Tarjetita navideña para creyentes y descreídos
El místico libanés Mikhail Naimy (1889-1988) afirma en El libro de Mirdad que “Quien no haya probado el sabor de la libertad en la Tierra, tampoco podrá probarlo en el Cielo”. Esto contradice la práctica religiosa popular ―atemorizadamente ritual―, así como a sus oficiantes colegiados, que predican una liberación sólo posible celestialmente, cuando lo cierto es que el sabor de la libertad sólo se prueba en el ejercicio del propio criterio, y éste sólo se forja en la práctica de esa libertad como forma de vida consciente y edificante, sin tutelajes coercitivos, amenazas “divinas” ni vaivenes entre lo bueno y lo malo. La libertad consciente (no hay otra) vive encima de la instituida dicotomía entre el bien y el mal. Por eso, esperar una libertad celestial sin haber vivido una terrenal no es más que otro ridículo sueño de opio.
Porque incluso la religiosidad necesita ser libre para no reducirse a un simulacro cuya esencia no sea más que el autoengaño. De aquí que Naimy afirme que “Quien no pueda hallar un templo en su corazón, jamás podrá hallar su corazón en un templo”. Lo cual quiere decir que el ritualismo de las religiosidades populares, tal como sus oficiantes las enseñan, hacen de sus templos vulgares mercados en los que se estafa y se hace escarnio de la buena fe y la inducida ignorancia de las masas. Pues buscar el propio corazón en un templo es como querer hallar el propio espíritu en el dinero y la propia alma en la propiedad privada. Es creer que se puede hallar al dios de que se trate fuera (y no dentro) de uno mismo.

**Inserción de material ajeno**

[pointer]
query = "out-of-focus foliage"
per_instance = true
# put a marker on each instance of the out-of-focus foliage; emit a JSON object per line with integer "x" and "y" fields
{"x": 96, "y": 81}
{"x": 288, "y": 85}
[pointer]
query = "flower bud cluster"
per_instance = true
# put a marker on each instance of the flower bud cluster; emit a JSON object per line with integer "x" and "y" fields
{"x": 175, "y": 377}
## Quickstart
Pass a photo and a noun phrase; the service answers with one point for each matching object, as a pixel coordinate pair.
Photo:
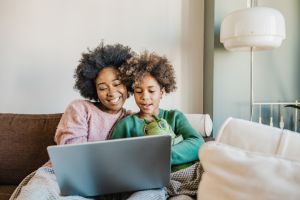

Tanto las religiosidades sufrientes como las festivas, tanto las que a cambio de limosnas prometen libertad y dicha en la otra vida como las que las ofrecen aquí y ahora mediante un subido diezmo, juegan con el miedo a la muerte de sus aletargadas feligresías, así como con su temor a la pobreza, la enfermedad, el desamor y la soledad. Y la gente paga y expía para que una divinidad narcisista (que exige alabanzas todo el tiempo) y sádica (que goza con la autoflagelación mutiladora de sus creyentes) le abra las puertas de un Cielo que, a falta de valor para vivir en libertad, se convertirá en un infierno circular y viciado.
A los oficiantes de este tipo de religiosidades pareciera dirigirse Naimy cuando dice que “Alimentarse de la muerte es volverse alimento de la muerte” y que “Vivir del dolor ajeno es hacerse presa del dolor”. Por esto es que la religiosidad popular es sufrimiento y no liberación. Por esto es que la lógica del mercado rige no sólo los rituales de compraventa, sino también los de nuestra espiritualidad. Y también el sentido popular de lo divino; mismo que en estos días se vuelve una “alegría” nerviosa que no supera el exceso, la vanidad y un tenso fingimiento de dicha, amor, paz y comprensión.